Bu olgun ve yönlendiren
düşünceler, Arap soybilimcisinin (Ebû Bekir) bilincine ardı ardına düşüyor.
Kendi kendine şöyle konuşarak ilerliyor:
"İşte Kus bin Sâide…
İşte Varaka bin Nevfel… İşte Zeyd bin Amr bin Nüfeyl… Ve işte onlardan
yıllarca, yıllarca önce yaşamış onlarca kişi… Bunların hepsi putlara
tapınmaktan kaçındılar, kavimlerinin dinine ve putlarına bağlılıktan uzak
durdular… İbrahim'in dinini seslendirerek, gözlerini göklere dikip Allah'ın
kelimesini, vahyini beklediler. Onlardan hiçbiri yok ki, beklenen peygamberin,
kendisi olmasını dilememiş olsun… Fakat bu şiddetli arzularına rağmen hiçbiri
kalkıp da peygamberlik iddiasında bulunmamıştır…!!

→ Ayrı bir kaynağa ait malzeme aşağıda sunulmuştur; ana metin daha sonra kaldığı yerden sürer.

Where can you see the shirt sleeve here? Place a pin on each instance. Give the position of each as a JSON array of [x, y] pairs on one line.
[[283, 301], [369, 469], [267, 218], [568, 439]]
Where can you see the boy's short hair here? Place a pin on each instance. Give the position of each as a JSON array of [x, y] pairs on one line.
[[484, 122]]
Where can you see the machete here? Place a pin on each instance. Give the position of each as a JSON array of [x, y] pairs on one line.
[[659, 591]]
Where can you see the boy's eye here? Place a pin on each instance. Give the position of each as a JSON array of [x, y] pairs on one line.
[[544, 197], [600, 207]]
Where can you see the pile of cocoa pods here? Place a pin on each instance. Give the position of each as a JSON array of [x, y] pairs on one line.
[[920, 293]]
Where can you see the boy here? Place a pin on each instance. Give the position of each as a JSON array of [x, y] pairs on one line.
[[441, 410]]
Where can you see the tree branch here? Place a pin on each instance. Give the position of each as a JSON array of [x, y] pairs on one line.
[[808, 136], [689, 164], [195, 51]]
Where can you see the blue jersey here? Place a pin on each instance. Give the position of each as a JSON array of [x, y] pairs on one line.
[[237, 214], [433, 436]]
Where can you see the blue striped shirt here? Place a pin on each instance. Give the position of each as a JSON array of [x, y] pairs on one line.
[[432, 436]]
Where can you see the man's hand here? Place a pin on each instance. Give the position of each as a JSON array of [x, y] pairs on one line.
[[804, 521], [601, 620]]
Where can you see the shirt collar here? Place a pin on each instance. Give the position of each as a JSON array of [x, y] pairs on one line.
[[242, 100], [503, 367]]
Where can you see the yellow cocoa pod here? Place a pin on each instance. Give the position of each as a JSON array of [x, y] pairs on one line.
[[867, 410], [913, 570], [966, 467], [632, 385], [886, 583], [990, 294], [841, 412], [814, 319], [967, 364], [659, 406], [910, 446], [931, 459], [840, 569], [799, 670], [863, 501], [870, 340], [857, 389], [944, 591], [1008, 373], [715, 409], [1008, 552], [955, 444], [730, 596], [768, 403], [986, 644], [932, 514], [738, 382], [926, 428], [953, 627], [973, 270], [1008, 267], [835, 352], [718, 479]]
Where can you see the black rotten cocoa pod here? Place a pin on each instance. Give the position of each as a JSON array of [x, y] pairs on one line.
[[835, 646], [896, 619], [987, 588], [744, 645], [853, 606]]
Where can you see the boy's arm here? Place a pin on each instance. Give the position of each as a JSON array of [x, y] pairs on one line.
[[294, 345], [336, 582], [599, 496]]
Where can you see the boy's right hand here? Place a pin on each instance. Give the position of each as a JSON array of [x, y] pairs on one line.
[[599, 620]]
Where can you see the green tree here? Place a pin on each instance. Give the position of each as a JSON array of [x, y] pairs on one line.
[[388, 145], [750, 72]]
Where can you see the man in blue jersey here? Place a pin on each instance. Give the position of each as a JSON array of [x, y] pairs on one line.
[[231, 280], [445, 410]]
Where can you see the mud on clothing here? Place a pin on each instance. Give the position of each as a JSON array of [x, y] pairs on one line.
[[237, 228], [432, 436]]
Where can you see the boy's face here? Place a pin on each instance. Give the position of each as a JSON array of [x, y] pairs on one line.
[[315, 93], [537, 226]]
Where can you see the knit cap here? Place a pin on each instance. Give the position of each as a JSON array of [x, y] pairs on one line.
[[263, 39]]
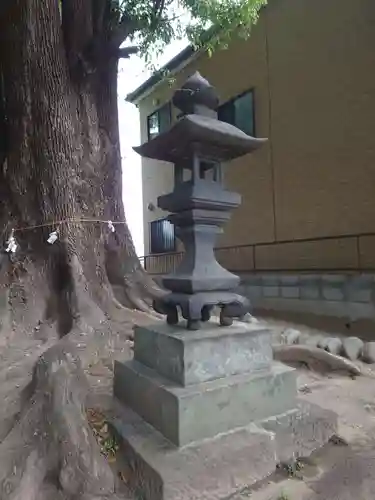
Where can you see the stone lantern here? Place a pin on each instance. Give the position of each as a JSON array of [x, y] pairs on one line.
[[199, 205], [202, 414]]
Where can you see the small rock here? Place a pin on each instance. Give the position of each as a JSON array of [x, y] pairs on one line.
[[334, 345], [248, 318], [369, 352], [322, 344], [352, 348], [290, 336]]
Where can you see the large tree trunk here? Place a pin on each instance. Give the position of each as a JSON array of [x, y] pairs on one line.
[[61, 164]]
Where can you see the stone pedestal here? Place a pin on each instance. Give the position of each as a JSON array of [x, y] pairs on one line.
[[207, 395]]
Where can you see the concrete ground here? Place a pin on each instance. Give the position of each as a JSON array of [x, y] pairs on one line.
[[339, 471]]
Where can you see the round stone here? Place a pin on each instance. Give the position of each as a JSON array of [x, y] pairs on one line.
[[352, 348], [369, 352], [322, 344], [334, 345], [290, 336]]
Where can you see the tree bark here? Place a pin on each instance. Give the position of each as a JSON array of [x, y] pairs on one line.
[[60, 164], [63, 164]]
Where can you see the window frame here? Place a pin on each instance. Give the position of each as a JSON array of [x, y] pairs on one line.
[[235, 98], [167, 105], [151, 250]]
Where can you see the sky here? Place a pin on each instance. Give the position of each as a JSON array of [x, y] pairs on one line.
[[132, 73]]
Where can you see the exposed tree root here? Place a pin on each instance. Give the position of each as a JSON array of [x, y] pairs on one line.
[[50, 452], [314, 358]]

Şayet onlardan biri böyle bir
iddiayla ortaya çıkıp Allah'ın elçisi olduğunu söyleseydi, sahip oldukları imanları,
sürdürdükleri temiz yaşam ve davranışları sebebiyle halkın nezdindeki oluşan
güvenle insanlar bunu kabul edebilirlerdi…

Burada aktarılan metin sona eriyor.